As Team India brought off a stunning upset over a West Indies team
that seemed invincible, firecrackers exploded across the country in
celebration of a victory whose timing could not have been more
appropriate.
Here was an India emerging from decades of an economically
repressive socialist regime that made not just modern technology but
modern goods and services virtually unknown to the average Indian,
cut off from the wider world not just economically, but in the
communication and information sense as well.

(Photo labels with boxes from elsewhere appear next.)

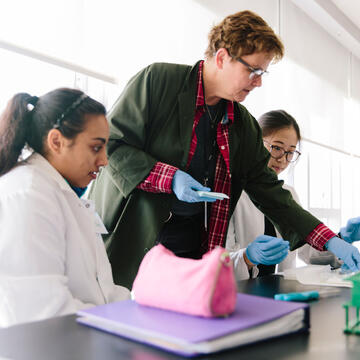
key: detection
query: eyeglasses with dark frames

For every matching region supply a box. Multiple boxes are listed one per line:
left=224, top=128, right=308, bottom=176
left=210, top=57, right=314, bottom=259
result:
left=264, top=140, right=301, bottom=162
left=235, top=58, right=269, bottom=79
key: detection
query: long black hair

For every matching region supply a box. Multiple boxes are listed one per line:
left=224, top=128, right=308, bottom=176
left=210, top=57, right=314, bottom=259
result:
left=258, top=110, right=301, bottom=142
left=0, top=88, right=106, bottom=176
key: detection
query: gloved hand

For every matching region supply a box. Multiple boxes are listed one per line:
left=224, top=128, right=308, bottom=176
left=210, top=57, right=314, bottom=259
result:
left=246, top=235, right=289, bottom=265
left=172, top=170, right=216, bottom=202
left=325, top=237, right=360, bottom=272
left=340, top=217, right=360, bottom=244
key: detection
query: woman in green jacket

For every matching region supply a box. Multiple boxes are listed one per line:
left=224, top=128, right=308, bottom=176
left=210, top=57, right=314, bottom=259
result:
left=90, top=11, right=360, bottom=286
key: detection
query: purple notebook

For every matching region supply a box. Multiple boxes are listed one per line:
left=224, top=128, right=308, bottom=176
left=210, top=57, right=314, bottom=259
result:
left=77, top=294, right=309, bottom=356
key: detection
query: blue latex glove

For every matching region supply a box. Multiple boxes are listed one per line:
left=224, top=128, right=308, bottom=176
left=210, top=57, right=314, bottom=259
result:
left=325, top=237, right=360, bottom=272
left=171, top=170, right=216, bottom=202
left=340, top=217, right=360, bottom=244
left=246, top=235, right=289, bottom=265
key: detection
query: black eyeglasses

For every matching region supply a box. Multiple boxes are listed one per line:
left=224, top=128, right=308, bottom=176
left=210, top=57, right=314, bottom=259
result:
left=235, top=58, right=269, bottom=79
left=264, top=140, right=301, bottom=162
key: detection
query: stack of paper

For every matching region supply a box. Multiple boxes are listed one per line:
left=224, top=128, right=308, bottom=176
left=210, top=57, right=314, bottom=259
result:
left=77, top=294, right=309, bottom=356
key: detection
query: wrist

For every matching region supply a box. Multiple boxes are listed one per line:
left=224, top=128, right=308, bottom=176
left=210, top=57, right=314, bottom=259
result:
left=243, top=251, right=255, bottom=269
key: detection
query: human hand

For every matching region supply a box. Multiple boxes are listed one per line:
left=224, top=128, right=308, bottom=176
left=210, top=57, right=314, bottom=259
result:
left=245, top=235, right=289, bottom=265
left=340, top=217, right=360, bottom=244
left=325, top=237, right=360, bottom=272
left=172, top=170, right=216, bottom=203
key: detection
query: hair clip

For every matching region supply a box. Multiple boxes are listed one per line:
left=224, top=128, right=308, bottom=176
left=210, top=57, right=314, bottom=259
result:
left=53, top=94, right=88, bottom=129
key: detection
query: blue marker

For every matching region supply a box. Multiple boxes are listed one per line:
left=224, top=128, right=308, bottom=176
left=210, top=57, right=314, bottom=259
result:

The 1983 triumph was in many ways a twin triumph for middle class
Indians who not only had the privilege of watching live cricket
sitting thousands of miles away - an unthinkable situation those
days - but got to see the Indian team snatch a dream victory in the
home of cricket.
The opening up of the airwaves suddenly gave Indian access to a
whole new world in entertainment and instant information. But TV was
still within the reach of a privileged few, timings were still
restricted to certain hours and viewer choices were limited to
Doordarshan's basket of two or three channels and what government
mandarins deemed was fit to watch.
Nearly three decades later, India stands on the threshold of a
second World Cup victory, and that too on home soil. Millions of
Indians in India and abroad are going to watch the same match
literally in the palm of their hands as television undergoes a
generational leap that makes it accessible anytime, anywhere through
mobile phones which have now empowered almost two-third of its
population.
A generation of middle class Indian youth used to getting what they
want - and when they want - may find it difficult to believe that
diehard cricket fans had to go to the homes of a still privileged
minority to watch live action of an event that others would read
about only in the next day's papers.
India were no favourites of bookies when they began their campaign
with their opener against the mighty West Indians in their four-team
group that had Australia and Zimbabwe as well. But they shocked the
then Goliaths of world cricket with a 34-run victory before being
thrashed by the Australians.
The results were reversed in the return matches, with West Indies
defeating India and India getting the better of Australia. But what
people remember from that memorable summer of 1983 was the heroic
captain's display by Kapil Dev, dubbed the Haryana Hurricane by the
media, who brought back India from the brink of defeat against
Zimbabwe with whirlwind 175 after India had lost half the side for
just 17 runs.
But the best of Kapil Dev was to be reserved for the final. West
Indies, led by 'King Viv' Richards, were widely expected to plough
through the Indian batting, which they did as India were shot out
for 183 runs in the face of a hostile pace attack from the fiery
foursome of Andy Roberts, Michael Holding, Joel Garner and Malcolm
Marshall.
However, when it came to their turn, the West Indian batsmen
collapsed in the face of some determined bowling by the Delhi duo of
Mohinder Amarnath and Madan Lal, each of whom bagged three wickets,
to set the calypso charmers crashing 43 runs short of the winning
target set by the Indians.
And the freeze-frame moment - one that has remained etched in memory
of all those who watched that game on a muggy Indian summer evening
- was provided by Kapil Dev who ran 20 yards to cup a skier by
Richards at a time when he seemed to be singlehandedly blasting his
team's route to victory.
Jubilant Indian fans went wild with celebration, in England and back
home, as news filtered through into the streets and markets.
Television had arrived, India had broken through the communication
barrier and cricket took a mighty plunge into people's psyche as a
trans-denominational religion whose devotion has only got more
fevered and intense with the passage of time.